Optical Response of Monolayer CdTe/CdS Quantum Dots to X-rays and Gamma-rays

We investigate the influence of X-ray and gamma-ray irradiation on the photophysical properties of sub-monolayer CdTe/CdS quantum dots (QDs) immobilized in porous silica (PSiO2) scaffolds. The highly luminescent QD-PSiO2 thin films allow for straightforward monitoring of the optical properties of the QDs through continuous wave and time-resolved photoluminescence spectroscopy. The PSiO2 host matrix itself does not modify the QD properties. X-ray irradiation of the QD-PSiO2 films in air leads to an exponential decrease in QD emission intensity, an exponential blue-shift in peak emission energy, and substantially faster exciton decay rates with increasing exposure doses from 2.2 Mrad(SiO2) to 6.6 Mrad(SiO2). Gamma-ray irradiation of a QD-PSiO2 thin film at a total exposure dose of 700 krad(SiO2) in a nitrogen environment results in over 80% QD photodarkening but no concurrent blue-shift in peak emission energy due to a lack of photo-oxidative effects.
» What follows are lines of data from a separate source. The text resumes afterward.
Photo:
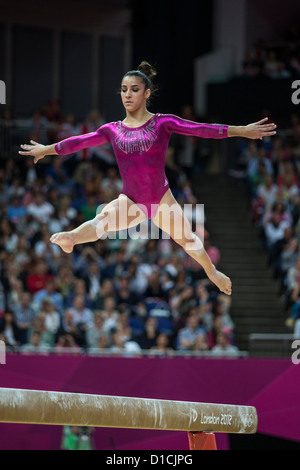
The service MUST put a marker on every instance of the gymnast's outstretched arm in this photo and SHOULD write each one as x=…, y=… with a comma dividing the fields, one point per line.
x=70, y=145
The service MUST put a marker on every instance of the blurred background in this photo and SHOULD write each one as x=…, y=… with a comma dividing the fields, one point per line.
x=225, y=61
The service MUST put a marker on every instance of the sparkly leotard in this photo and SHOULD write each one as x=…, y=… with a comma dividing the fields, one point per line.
x=141, y=152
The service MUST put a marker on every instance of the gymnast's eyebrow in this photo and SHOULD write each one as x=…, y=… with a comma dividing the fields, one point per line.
x=131, y=86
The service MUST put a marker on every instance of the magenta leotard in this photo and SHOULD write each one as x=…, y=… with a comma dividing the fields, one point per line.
x=141, y=152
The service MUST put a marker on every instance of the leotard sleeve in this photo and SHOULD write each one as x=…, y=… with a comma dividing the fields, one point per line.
x=76, y=143
x=185, y=127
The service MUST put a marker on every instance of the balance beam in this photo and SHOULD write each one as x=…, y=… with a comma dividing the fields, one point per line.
x=77, y=409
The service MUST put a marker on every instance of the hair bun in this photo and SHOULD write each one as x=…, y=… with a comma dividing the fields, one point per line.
x=147, y=69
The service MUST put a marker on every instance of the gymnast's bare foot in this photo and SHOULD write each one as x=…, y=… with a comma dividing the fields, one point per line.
x=222, y=282
x=65, y=240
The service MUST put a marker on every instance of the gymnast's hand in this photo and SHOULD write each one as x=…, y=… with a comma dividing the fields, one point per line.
x=260, y=129
x=38, y=151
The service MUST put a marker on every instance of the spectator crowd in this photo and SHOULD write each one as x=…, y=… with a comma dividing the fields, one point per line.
x=270, y=171
x=117, y=295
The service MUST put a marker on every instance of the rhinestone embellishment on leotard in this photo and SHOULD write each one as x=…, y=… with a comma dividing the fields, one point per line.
x=136, y=140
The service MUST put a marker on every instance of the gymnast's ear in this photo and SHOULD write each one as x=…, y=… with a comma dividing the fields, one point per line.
x=147, y=93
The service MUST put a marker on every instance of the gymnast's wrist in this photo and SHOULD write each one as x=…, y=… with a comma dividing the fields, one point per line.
x=236, y=131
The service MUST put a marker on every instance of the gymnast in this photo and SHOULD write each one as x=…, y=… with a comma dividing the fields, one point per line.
x=140, y=144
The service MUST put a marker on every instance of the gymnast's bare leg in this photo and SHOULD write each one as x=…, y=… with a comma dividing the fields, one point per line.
x=119, y=214
x=171, y=219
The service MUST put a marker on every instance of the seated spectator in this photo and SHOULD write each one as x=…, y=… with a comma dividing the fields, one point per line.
x=148, y=338
x=123, y=326
x=15, y=210
x=93, y=334
x=110, y=313
x=49, y=292
x=162, y=345
x=216, y=328
x=267, y=191
x=38, y=279
x=155, y=288
x=274, y=229
x=187, y=336
x=9, y=330
x=79, y=288
x=47, y=322
x=107, y=290
x=35, y=345
x=201, y=343
x=83, y=319
x=223, y=346
x=92, y=280
x=119, y=344
x=66, y=341
x=40, y=209
x=24, y=316
x=126, y=299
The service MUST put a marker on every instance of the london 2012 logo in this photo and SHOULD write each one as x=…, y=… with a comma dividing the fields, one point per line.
x=2, y=92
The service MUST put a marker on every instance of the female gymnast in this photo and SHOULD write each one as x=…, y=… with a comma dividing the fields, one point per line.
x=140, y=143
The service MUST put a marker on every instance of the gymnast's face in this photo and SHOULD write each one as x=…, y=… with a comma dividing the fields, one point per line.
x=133, y=93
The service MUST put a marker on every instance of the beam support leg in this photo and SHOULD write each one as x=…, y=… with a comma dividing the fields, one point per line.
x=202, y=441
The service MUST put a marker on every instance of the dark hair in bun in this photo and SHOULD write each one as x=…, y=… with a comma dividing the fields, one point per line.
x=146, y=73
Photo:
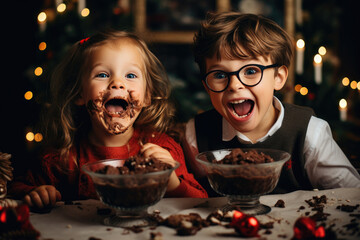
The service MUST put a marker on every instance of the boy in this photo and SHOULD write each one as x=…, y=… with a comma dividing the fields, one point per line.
x=243, y=58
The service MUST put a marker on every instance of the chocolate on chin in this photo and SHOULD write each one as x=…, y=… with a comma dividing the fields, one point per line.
x=137, y=191
x=245, y=180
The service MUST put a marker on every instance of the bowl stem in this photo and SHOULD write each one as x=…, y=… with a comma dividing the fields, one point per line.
x=247, y=204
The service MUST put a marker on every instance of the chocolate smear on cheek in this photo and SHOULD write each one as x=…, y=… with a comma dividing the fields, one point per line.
x=97, y=106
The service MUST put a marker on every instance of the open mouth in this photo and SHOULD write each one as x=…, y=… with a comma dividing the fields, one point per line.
x=241, y=108
x=116, y=106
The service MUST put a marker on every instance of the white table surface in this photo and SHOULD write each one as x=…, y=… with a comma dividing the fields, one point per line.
x=82, y=221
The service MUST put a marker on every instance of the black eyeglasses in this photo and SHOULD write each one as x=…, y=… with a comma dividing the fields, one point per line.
x=249, y=75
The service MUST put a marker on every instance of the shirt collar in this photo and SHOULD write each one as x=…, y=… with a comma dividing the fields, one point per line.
x=229, y=132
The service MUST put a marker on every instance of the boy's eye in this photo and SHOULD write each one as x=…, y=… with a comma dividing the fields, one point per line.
x=251, y=70
x=219, y=75
x=131, y=75
x=102, y=75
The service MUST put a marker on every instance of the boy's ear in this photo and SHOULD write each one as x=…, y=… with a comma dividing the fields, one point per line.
x=206, y=88
x=80, y=101
x=281, y=77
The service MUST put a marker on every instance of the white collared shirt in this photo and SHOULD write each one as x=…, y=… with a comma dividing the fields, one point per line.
x=325, y=163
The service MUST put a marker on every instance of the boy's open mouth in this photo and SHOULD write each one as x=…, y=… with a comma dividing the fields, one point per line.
x=241, y=108
x=116, y=105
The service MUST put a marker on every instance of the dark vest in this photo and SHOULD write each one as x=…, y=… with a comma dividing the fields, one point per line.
x=290, y=138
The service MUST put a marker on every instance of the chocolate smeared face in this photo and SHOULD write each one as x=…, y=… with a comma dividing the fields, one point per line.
x=115, y=113
x=114, y=90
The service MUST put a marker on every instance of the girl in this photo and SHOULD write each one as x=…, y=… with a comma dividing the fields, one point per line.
x=109, y=101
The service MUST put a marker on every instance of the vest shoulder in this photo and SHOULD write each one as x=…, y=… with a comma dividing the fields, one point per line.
x=298, y=109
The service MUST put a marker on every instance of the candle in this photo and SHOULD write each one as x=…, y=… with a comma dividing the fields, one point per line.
x=318, y=68
x=343, y=110
x=300, y=48
x=42, y=21
x=81, y=5
x=298, y=12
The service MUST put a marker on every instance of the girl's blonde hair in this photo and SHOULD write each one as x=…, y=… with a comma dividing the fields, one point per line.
x=67, y=122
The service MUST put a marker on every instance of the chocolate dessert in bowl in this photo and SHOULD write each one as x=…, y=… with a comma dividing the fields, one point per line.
x=130, y=186
x=243, y=175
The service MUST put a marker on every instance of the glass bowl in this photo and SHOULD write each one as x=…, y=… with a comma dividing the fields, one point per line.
x=243, y=184
x=129, y=194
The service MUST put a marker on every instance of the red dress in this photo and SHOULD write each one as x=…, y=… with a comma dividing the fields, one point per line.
x=74, y=184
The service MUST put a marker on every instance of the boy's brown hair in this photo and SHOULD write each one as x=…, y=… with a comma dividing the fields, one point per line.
x=243, y=36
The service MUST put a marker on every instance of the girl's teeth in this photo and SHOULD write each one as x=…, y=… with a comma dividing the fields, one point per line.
x=242, y=115
x=238, y=102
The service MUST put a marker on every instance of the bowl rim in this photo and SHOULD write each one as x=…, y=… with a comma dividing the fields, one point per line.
x=243, y=165
x=112, y=176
Near-complete and partial reversal of irradiation-induced photodarkening was demonstrated on X-ray and gamma-ray irradiated samples, respectively, through the use of a surface re-passivating solution, suggesting that there are different contributing mechanisms responsible for photodarkening under different irradiation energies. This work contributes to improving the reliability and robustness of QD based heterogeneous devices that are exposed to high risk, high energy environments with the possibility of also developing QD-based large area, low-cost, re-useable, and flexible optical dosimeters.